2.2 Agentic application for image generation and description#

Let’s define the custom agent that will select the best tool at each planning step using the ReAct logic and accomplish the task. The application utilizes LangChain’s Agent Executor to orchestrate the custom agentic workflow that leverages three tools: an image generator, an image variation tool, and an image-to-story tool.

The agent workflow proceeds as follows:

Ingest the user’s movie concept or prompt.
Invoke the image generator tool to create an initial movie poster.
Call the image variation tool to generate a second poster variation.
Utilize the image-to-story tool (powered by a multimodal model) to analyze the visual elements of both posters and generate a corresponding plot synopsis.
Collate and present the two movie posters and the generated plot synopsis as the final output.
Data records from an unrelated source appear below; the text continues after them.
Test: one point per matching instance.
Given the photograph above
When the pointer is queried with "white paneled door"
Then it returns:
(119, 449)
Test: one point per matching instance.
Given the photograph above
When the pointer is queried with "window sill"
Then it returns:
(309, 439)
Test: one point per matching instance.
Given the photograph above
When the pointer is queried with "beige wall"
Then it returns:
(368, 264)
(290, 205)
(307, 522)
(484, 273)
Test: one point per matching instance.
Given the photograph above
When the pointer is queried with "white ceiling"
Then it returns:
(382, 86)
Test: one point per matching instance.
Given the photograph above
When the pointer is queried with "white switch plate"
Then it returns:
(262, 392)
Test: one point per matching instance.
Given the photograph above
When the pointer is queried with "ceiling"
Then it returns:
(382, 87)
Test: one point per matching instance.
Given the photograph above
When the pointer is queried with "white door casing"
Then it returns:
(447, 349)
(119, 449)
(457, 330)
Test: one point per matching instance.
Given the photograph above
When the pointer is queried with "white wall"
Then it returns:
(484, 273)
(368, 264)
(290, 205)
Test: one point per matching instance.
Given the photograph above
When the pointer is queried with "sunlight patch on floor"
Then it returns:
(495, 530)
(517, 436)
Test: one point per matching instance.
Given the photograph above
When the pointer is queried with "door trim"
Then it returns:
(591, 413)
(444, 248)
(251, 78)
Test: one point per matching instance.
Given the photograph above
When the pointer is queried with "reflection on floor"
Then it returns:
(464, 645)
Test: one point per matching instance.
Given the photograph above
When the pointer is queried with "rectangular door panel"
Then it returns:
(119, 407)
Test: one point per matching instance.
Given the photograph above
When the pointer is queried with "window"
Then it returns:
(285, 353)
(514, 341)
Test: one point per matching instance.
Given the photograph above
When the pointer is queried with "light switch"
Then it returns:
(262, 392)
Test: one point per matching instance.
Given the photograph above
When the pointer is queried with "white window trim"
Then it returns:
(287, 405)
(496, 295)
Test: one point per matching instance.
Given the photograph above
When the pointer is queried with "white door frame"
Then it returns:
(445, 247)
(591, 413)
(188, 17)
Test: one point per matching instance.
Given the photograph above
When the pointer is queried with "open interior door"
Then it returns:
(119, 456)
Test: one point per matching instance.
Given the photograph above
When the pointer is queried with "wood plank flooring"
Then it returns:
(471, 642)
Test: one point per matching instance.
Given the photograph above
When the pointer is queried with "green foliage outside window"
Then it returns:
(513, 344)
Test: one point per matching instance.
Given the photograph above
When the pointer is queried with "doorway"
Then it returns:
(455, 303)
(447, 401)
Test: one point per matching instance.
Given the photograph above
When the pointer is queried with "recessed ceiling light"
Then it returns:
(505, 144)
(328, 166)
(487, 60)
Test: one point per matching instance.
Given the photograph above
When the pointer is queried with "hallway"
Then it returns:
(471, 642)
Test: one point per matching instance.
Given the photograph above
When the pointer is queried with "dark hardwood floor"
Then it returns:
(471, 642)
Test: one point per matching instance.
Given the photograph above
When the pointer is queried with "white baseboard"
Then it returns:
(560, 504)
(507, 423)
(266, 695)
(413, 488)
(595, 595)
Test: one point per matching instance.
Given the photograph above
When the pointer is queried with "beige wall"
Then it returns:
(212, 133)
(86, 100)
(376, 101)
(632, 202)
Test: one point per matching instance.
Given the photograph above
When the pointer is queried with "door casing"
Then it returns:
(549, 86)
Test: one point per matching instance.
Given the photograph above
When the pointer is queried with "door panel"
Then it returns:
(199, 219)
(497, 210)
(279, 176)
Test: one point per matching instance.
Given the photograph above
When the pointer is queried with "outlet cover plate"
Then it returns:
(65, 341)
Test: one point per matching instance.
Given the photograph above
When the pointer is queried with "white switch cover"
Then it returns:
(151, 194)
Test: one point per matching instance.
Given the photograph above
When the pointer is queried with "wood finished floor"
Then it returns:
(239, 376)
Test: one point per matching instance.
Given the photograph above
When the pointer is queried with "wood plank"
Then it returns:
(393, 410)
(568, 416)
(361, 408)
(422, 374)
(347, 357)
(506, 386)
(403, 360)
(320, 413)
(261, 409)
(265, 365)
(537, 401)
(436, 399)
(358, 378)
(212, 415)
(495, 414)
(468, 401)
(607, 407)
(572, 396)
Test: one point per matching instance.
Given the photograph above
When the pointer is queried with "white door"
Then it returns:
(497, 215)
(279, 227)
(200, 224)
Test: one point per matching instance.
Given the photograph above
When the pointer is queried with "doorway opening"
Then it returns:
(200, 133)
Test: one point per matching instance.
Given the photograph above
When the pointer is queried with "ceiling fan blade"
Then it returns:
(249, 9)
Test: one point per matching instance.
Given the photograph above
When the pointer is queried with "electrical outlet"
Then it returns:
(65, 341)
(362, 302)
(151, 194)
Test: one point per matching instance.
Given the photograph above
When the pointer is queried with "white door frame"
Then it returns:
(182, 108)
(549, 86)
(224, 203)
The agent executor acts as the central coordinator, managing the execution flow and data transfer between the custom tools. This agentic approach, facilitated by LangChain, enables the seamless integration and orchestration of the custom tools, resulting in a streamlined process for generating movie posters, variations, and narratives based on the user’s input.

# define custom agent
def create_custom_agent(tools):
    """
    Creates a custom agent with the given tools and a specific prompt template.

    Args:
        tools (list): A list of tools to be used by the agent.

    Returns:
        AgentExecutor: An instance of the AgentExecutor class with the custom agent.
    """
    import re
    from langchain_aws import ChatBedrockConverse
    from langchain.agents import AgentExecutor, create_react_agent
    from langchain_core.prompts.chat import ChatPromptTemplate
    from langchain.agents.output_parsers import ReActSingleInputOutputParser
    from langchain_core.agents import AgentAction, AgentFinish
    
    class FixedReActOutputParser(ReActSingleInputOutputParser):
        """Custom parser that handles function-call-style actions like tool_name(args)."""
        def parse(self, text: str):
            # Fix function-call-style actions: tool_name(args) -> tool_name + args
            func_call_pattern = r'Action:\s*(\w+)\((.*)\)'
            match = re.search(func_call_pattern, text, re.DOTALL)
            if match:
                tool_name = match.group(1).strip()
                tool_input = match.group(2).strip().strip('"').strip("'")
                # Remove keyword argument syntax like key="value"
                if '=' in tool_input and not any(c in tool_input.split('=')[0] for c in ' /\\.'):
                    tool_input = tool_input.split('=', 1)[1].strip().strip('"').strip("'")
                text = text[:match.start()] + f'Action: {tool_name}\nAction Input: {tool_input}'
            return super().parse(text)
    
    # Initialize the large language model (LLM) with the specified model ID and temperature
    llm = ChatBedrockConverse(
        model="amazon.nova-pro-v1:0",
        temperature=0
    )

    # Define the prompt template for the agent
    prompt = ChatPromptTemplate.from_messages(
        [
            (
                "system",
                """Answer the following questions as best you can. You have access to the following tools:

                {tools}

                Use the following format:

                Question: the input question you must answer
                Thought: you should always think about what to do
                Action: the action to take, should be one of [{tool_names}]
                Action Input: the input to the action
                Observation: the result of the action
                ... (this Thought/Action/Action Input/Observation can repeat N times)
                Thought: I now know the final answer
                Final Answer: the final answer to the original input question""",
            ),
            ("user", "Begin!\n\nQuestion: {input}\nThought:{agent_scratchpad}")
        ]
    )

    #########################

    # Create the custom agent using the LLM, tools, and prompt
    agent = create_react_agent(llm, tools, prompt, output_parser=FixedReActOutputParser())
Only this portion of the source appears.